In Clinical Trial – Phase II patients are already, or the same principle of care and a very gradual increase of doses is applied. Here we establish also there is an efficiency and at what dose it appears. If so, two doses are chosen in the range of efficacy and under the maximum tolerated dose, and the study continues with more patients to accumulate more statistical data and generate more reliable results.
The process of collecting statistical data on adverse reactions continues post-market in the pharmacovigilance process, which already collects data from millions of patients on extremely rare adverse effects, the effects of long-term use and interactions with other drugs and natural substances used by patients.

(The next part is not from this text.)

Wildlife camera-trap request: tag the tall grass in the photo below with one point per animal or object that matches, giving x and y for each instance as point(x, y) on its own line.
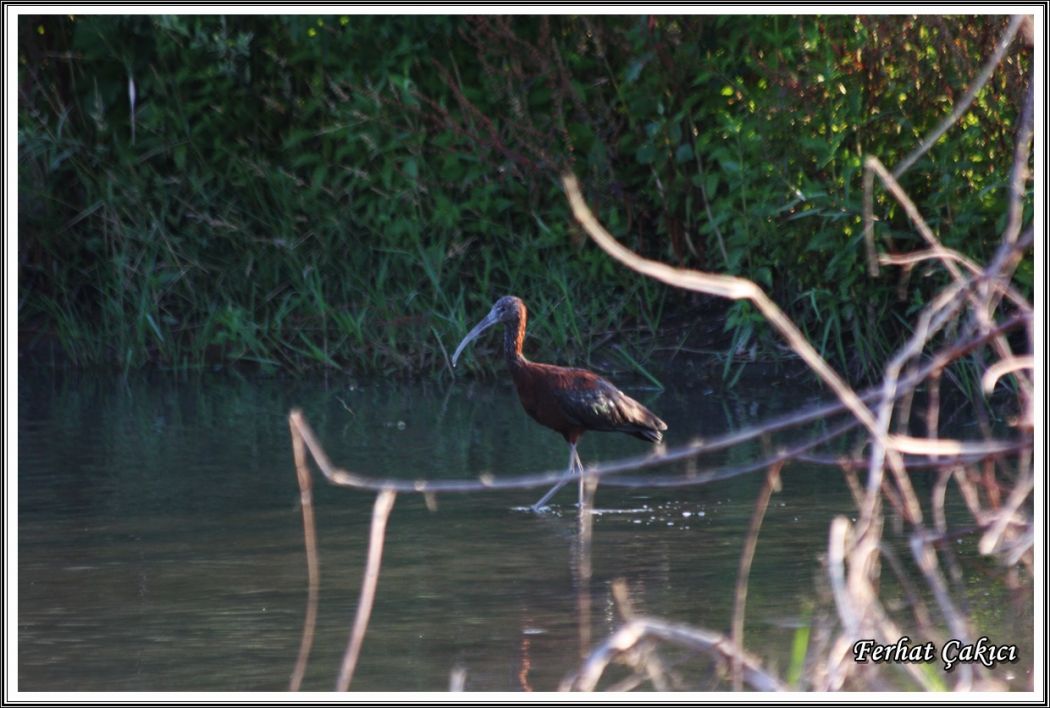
point(351, 192)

In Clinical Trial – Phase III the number of patients is increased to a few thousand to see rare side effects and studies are done in 36-38 countries on average to see the ethnic differences that still exist. On the basis of statistical data accumulated on the safety and the efficacy of the treatment, a marketing application is filed, first usual in the US, which is the largest market. Data verification by the FDA can take a year and a half because the slightest detail is reviewed.
The protection of the health and safety of persons who are suitable for these studies and the respect for the confidentiality of personal data are closely linked to the work of the investigator and his team, as well as the monitor, the attaché clinical research. It periodically checks whether the work is done according to the pre-approved scientific protocol and the legal protection requirements of the participants.